Episode #15: “My Warsaw”: Magdalena Zurawski on the Warsaw Uprising
In episode #15 I talk with writer Magdalena Zurawski about her research into her great-grandfather, Czeslaw Kowalczyk’s, story. Arrested by the Nazi’s during the Warsaw Uprising, he was taken to a concentration camp. Magdalena spent 2022-23 on a Fulbright Scholarship in Warsaw, tracking what happened next and growing obsessed with twentieth-century avant-garde Polish writer Miron Białoszewski. We discuss the uprising, which led to the Nazi destruction of Warsaw and the killing of 250,000 Polish people in just two months. We also discuss the earlier Warsaw Ghetto uprising and the burning of the ghetto that followed. Where do history and the imagination meet? What is the nature of truth? And how can you get older Polish women to talk to you on buses? Maggie reads from her powerful (and very funny) work-in-progress.
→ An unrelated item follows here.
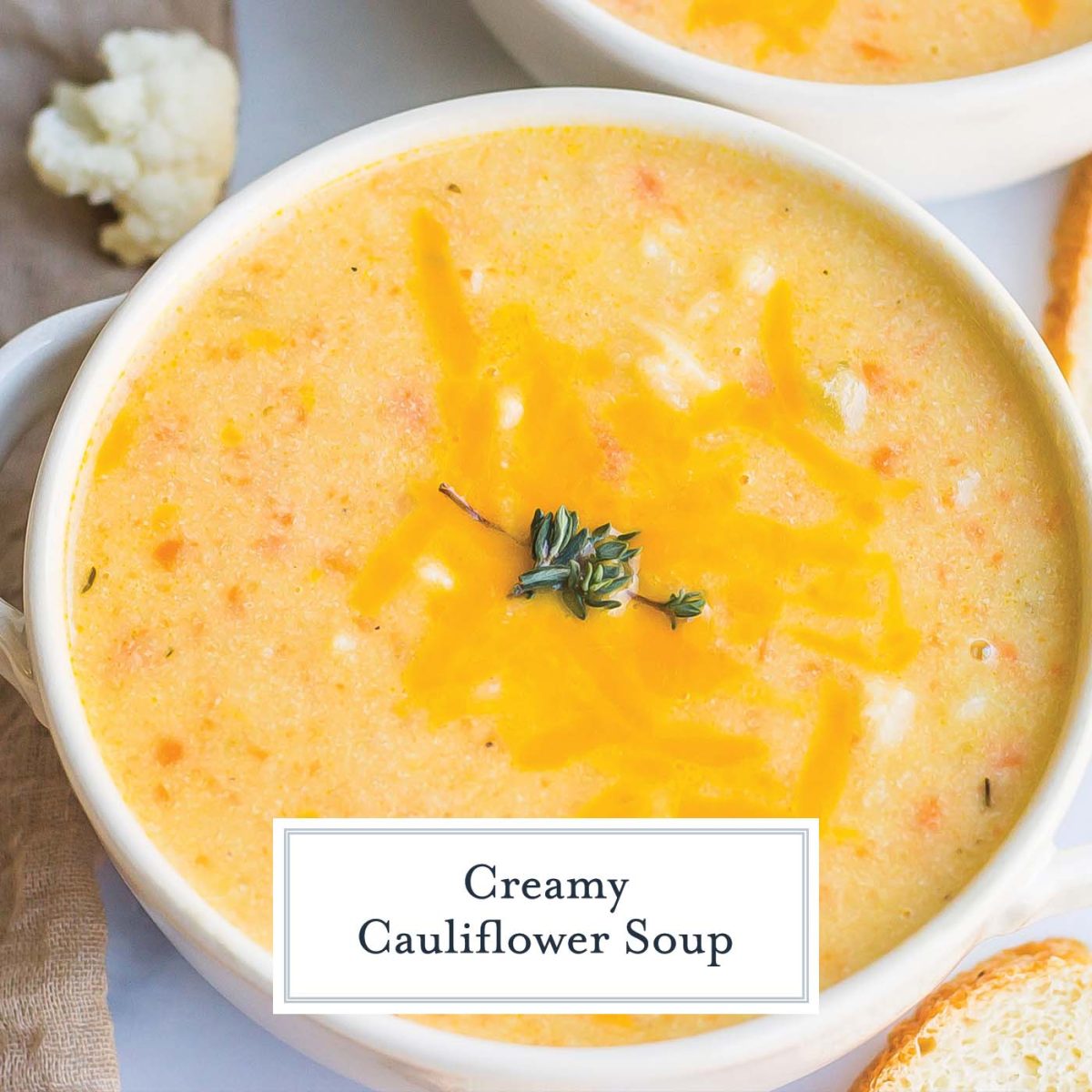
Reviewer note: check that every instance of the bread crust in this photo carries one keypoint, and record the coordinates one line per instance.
(1015, 965)
(1073, 250)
People and histories mentioned and discussed
Miron Białoszewski, Poems and Song
Miron Bialoszewski, A Memoir of the Warsaw Uprising
Czeslaw Milosz, Campo dei Fiori
Ilya Kaminsky, We Lived Happily During the War
Magdalena Zurawski at Czeslaw Kowalczyk’s grave in Denmark
Magdalena Zurawski is a poet and prose writer. Her most recent poetry collection is The Tiniest Muzzle Sings Songs of Freedom (Wave Books). She was a 2022-23 Fulbright Scholar in Poland, where she traced family war histories for her current book project and began translating poet Miron Bialoszewski's prose work, Heart Attack. She teaches in the Creative Writing Program at the University of Georgia.